Two moments mark me. The first took a position in the first week of February, when I saw the first signs that there could be a really extensive transmission before other people developed symptoms. Despite hopes of immediate participation, it is clear that the location of contacts alone would have difficulty in involving outbreaks. by 19 February, when two deaths were reported in Iran, the first in the country, which meant that there had probably been significant undetected transmission. A few days later, an organization of serious cases reported in Lombardy, Italy, suggested that outbreaks this weekend, it was difficult to see how the Covid-19 epidemics were not yet underway in many other countries.

– Adam Kucharski, London

I feel like I’m in a position to worry about Covid-19 from the beginning. Throughout my career, I have an idea of exponential expansion. In early February 2020, I was worried. I’m also willing to worry about Covid-19 because I live in Seattle. When the first instances started spreading in Seattle, I started drawing plots, day after day. It is very transparent that the number of instances expanded exponentially. I probably wouldn’t worry about 8 instances or 10 instances, extrapolating those instances, and it seemed that hundreds, then thousands, of instances were on the horizon. On February 15, after reviewing my exponential expansion charts, I contacted our monetary planner.

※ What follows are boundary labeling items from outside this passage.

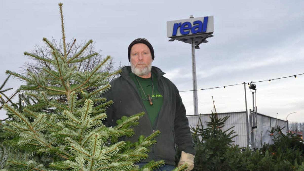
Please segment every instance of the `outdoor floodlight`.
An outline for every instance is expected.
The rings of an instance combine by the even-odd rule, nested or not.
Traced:
[[[257,87],[257,85],[254,84],[250,84],[249,86],[249,88],[252,90],[255,90],[255,88]]]

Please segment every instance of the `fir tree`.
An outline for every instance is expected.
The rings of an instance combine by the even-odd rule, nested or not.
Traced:
[[[232,139],[237,135],[233,135],[236,132],[232,130],[234,127],[222,130],[230,116],[218,118],[213,97],[212,100],[213,111],[210,122],[206,122],[207,127],[203,127],[200,118],[198,126],[191,128],[196,151],[193,170],[237,170],[239,166],[236,161],[238,160],[240,151],[238,146],[232,146],[231,144],[233,142]]]
[[[0,123],[5,133],[12,135],[8,144],[26,151],[22,155],[11,155],[5,168],[9,170],[139,170],[135,164],[147,156],[149,147],[156,142],[154,138],[160,132],[147,137],[140,136],[134,143],[118,141],[119,137],[133,134],[131,127],[138,124],[143,113],[123,117],[114,127],[108,127],[103,124],[106,108],[112,101],[107,101],[101,95],[110,88],[107,79],[120,71],[98,72],[110,59],[109,56],[91,71],[77,70],[79,63],[97,54],[81,55],[93,42],[90,40],[78,53],[68,57],[62,4],[59,5],[63,53],[59,53],[45,38],[43,41],[52,51],[51,59],[24,53],[49,63],[52,67],[44,67],[38,73],[29,70],[26,75],[6,72],[25,82],[18,91],[24,92],[28,98],[24,100],[27,105],[19,110],[3,104],[13,118]],[[92,89],[94,91],[88,90]],[[60,99],[63,96],[65,98]],[[7,150],[5,153],[1,150],[0,154],[7,155]],[[0,166],[3,165],[4,161],[0,161]],[[164,164],[162,161],[152,161],[142,169],[152,170]],[[175,170],[186,168],[184,165]]]

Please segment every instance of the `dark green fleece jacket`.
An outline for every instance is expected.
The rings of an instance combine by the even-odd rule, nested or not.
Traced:
[[[166,164],[174,165],[176,145],[181,150],[195,155],[185,106],[176,87],[163,76],[165,73],[157,67],[152,67],[151,72],[157,75],[158,90],[164,98],[155,127],[153,127],[139,92],[129,75],[131,67],[125,66],[122,70],[120,76],[111,82],[111,89],[105,95],[108,100],[114,102],[107,111],[108,126],[116,125],[116,121],[123,116],[130,116],[144,111],[146,114],[140,119],[139,125],[132,127],[135,132],[134,135],[123,138],[134,142],[140,135],[147,137],[154,130],[160,131],[156,138],[157,142],[152,147],[149,157],[142,162],[164,160]]]

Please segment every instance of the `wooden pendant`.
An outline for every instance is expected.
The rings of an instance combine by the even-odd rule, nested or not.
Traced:
[[[152,103],[152,99],[150,96],[150,94],[148,95],[148,98],[149,99],[149,102],[150,102],[150,105],[152,106],[152,105],[153,104],[153,103]]]

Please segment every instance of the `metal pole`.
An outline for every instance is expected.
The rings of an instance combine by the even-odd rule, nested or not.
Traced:
[[[288,127],[288,120],[287,120],[286,121],[287,121],[287,132],[288,133],[289,132],[289,128]]]
[[[278,126],[278,113],[277,113],[277,126]]]
[[[194,40],[191,38],[192,50],[192,78],[193,81],[193,103],[194,105],[195,115],[199,114],[198,105],[197,102],[197,89],[196,86],[196,67],[195,62],[195,51],[194,48]]]
[[[252,126],[254,128],[255,127],[255,122],[254,121],[254,93],[252,92],[252,121],[253,121],[253,124],[252,124]]]
[[[248,127],[248,110],[247,108],[247,97],[246,96],[246,83],[244,82],[244,89],[245,91],[245,106],[246,106],[246,128],[247,129],[247,148],[249,148],[249,128]]]
[[[249,109],[249,121],[250,122],[250,134],[251,134],[251,148],[252,149],[254,149],[255,144],[254,143],[254,136],[253,134],[253,129],[252,128],[252,114],[251,112],[251,109]]]

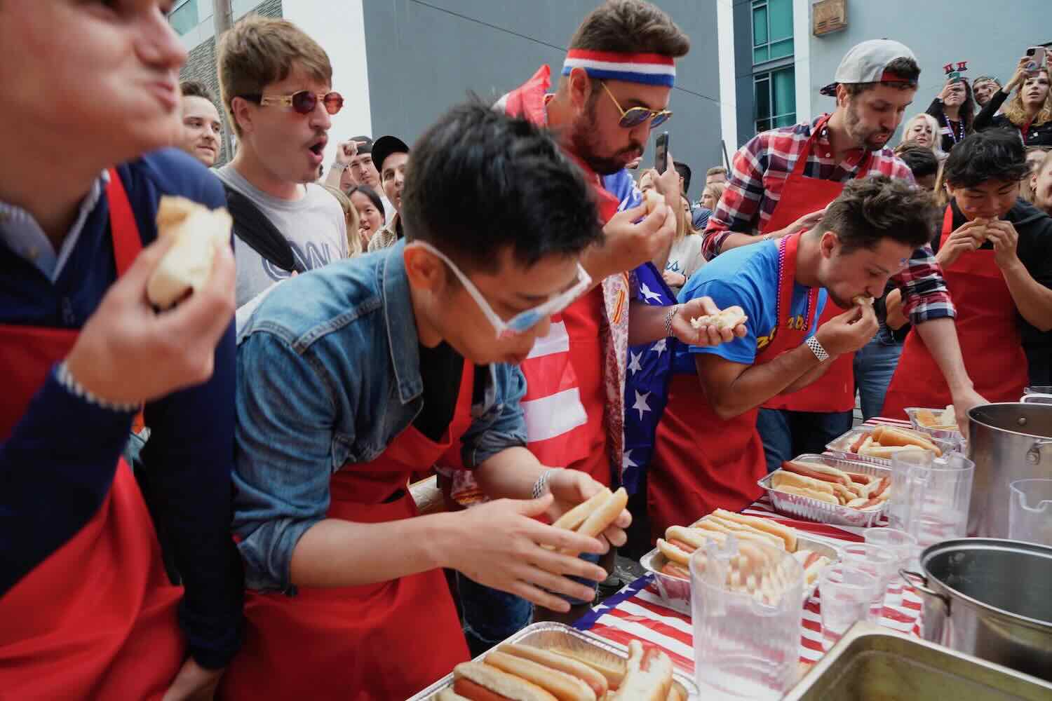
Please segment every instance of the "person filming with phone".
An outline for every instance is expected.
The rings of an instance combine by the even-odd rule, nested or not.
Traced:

– Daniel Promislow, Seattle

I started tracking Covid-19 data early enough, before the pandemic started and took off. During January and February of this year, I continued to see the number of instances and countries increasing, but it was remote. had to stop at Kruger National Park in South Africa for a conference. Although I have no idea the option of being infected, I must say I wasn’t worried yet. After the conference, I traveled to southern Swaziland with a colleague Curiously, the moment I learned that the Covid-19 was going to replace the global was when we moved to Swaziland through a rural checkpoint, where there were nurses who were raising the temperature and looking for symptoms of infection miles and miles away. any primary transportation hub. That’s when I realized.

– Peter Thrall, Canberra

I received a briefing from WHO and some Chinese colleagues as a member of the Scientific Advisory Group of the WHO Master Plan for R

– Betz Halloran, Seattle

[Appointments have been amended briefly. I thank all those friends for sharing those moments with me. ]

I’m a pinté scientist at the University of Georgia, where I’m a professor at the Odum School of Ecology and director of the Center for Infectious Disease Ecology. I fell in love with nature as a child and theoretical biology when I was a young adult. My studies use mathematics, statistics, pc models and experiments to perceive the dynamics of biological populations. I’m interested in ecological turning points, the ecology of emerging infectious diseases and extinction. My purpose is to make science that fears people, earth and the planet.